= Braiding knowledge =

Braiding knowledge is a research framework that combines traditional knowledge with "Western" science to address contemporary issues.

== Organizations ==
The following organizations center the use of braiding knowledge in their mission statements.
=== Center for Braiding Indigenous Knowledges and Science ===
The Center for Braiding Indigenous Knowledges and Science (CBIKS) was founded in 2023 with funding by the National Science Foundation’s Science and Technology Centers: Integrative Partnerships program by co-principal investigators: Sonya Atalay, Ora Marek-Martinez, Bonnie Newsom, and Jon Woodruff. The Center is located on the MIT campus with eight regional hubs across the U.S. and in Canada, Aotearoa New Zealand, and Australia. Research is fully community-driven and in full collaboration with community partners at all education levels. CBIKS is currently directed by Sonya Atalay.

=== Braiding Knowledge Project ===
The Braiding Knowledge Project, founded in 2021, is led by Melissa Tehee, Breanne Litts, and Rogelio Cardona-Rivera between Utah State University and the University of Utah with funding from the Spencer Foundation and the National Science Foundation.

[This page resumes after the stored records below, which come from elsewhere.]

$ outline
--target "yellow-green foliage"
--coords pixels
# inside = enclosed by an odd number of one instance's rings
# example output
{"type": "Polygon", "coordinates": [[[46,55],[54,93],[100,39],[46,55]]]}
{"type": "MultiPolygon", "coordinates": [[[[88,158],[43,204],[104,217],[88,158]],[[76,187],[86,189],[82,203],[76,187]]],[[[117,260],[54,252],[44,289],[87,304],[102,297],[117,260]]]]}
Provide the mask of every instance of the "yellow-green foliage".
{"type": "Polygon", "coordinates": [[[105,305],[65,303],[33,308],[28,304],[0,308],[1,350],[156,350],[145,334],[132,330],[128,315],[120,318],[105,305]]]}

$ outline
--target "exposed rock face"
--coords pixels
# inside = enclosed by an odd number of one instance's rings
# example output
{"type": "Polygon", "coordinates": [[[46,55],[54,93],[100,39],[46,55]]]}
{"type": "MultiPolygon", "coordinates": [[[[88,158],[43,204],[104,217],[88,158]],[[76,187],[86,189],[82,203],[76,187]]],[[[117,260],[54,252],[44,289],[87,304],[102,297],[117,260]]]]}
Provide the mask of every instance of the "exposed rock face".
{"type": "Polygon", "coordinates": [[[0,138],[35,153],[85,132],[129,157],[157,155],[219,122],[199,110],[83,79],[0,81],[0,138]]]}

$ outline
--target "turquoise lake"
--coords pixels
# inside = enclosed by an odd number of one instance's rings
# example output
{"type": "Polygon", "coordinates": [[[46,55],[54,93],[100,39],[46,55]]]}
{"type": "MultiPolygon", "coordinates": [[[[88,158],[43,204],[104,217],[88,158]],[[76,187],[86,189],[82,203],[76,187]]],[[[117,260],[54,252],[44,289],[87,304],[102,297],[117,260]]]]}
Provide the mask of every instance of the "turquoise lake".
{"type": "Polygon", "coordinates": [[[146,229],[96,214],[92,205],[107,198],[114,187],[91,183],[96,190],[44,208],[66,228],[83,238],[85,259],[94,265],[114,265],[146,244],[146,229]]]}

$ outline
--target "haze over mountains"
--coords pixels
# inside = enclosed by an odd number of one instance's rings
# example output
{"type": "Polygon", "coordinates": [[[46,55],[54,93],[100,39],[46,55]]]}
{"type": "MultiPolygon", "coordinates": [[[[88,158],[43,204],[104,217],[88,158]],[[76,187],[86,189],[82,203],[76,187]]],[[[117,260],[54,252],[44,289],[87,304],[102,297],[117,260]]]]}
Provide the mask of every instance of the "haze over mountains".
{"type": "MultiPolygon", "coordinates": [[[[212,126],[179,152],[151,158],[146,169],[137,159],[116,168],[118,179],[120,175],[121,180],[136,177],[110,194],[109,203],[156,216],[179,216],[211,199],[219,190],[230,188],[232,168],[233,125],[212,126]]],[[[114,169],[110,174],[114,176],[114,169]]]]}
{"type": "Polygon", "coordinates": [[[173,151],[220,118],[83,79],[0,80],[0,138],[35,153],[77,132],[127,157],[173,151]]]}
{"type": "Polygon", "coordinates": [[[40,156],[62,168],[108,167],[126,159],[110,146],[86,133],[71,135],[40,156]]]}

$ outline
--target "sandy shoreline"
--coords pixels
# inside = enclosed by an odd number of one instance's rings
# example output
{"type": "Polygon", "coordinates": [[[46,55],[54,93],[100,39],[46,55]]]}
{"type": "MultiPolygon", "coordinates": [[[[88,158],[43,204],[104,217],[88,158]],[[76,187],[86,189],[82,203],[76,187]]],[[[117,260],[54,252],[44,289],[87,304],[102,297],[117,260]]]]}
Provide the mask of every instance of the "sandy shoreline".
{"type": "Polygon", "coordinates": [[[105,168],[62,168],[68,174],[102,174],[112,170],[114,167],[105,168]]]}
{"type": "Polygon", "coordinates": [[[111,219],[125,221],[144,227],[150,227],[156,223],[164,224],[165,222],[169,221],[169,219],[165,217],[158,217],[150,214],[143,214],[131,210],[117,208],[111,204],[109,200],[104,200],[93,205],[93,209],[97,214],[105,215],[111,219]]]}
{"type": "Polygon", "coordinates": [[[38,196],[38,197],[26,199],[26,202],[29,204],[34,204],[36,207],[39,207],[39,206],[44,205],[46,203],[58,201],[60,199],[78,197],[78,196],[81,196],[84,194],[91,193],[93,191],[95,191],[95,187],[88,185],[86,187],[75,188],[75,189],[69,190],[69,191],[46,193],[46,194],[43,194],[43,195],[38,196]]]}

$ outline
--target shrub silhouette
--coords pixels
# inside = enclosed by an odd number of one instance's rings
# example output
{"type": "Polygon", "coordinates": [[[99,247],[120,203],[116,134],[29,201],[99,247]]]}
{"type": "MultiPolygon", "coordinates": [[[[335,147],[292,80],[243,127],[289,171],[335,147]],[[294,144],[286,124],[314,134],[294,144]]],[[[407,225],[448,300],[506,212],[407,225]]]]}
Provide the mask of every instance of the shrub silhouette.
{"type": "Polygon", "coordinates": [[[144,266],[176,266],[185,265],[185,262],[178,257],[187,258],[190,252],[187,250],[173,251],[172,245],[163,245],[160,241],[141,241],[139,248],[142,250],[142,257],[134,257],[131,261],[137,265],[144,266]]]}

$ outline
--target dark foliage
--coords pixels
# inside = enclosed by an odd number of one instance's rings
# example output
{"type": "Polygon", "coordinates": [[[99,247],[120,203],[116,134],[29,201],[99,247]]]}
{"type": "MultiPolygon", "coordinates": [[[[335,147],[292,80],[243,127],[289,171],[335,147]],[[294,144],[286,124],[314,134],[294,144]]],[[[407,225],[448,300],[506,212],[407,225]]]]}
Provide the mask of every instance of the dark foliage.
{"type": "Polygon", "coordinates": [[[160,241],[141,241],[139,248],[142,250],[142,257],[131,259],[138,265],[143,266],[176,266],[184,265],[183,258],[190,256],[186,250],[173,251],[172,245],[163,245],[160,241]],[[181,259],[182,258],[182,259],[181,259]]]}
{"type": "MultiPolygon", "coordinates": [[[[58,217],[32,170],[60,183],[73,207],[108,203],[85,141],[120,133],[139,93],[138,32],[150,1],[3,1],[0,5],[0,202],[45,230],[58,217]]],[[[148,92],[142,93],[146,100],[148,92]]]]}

=== Braiding Knowledges Canada (BKC) ===
BKC is a Canadian not-for-profit corporation established in 2019 that promotes decolonizing practices through place-based, community-driven environmental research. The corporation is supported by a five-year grant from the Government of Canada’s Strategic Science Fund Program from 2024 to 2029. BKC is based out of the University of Alberta, Edmonton, Canada.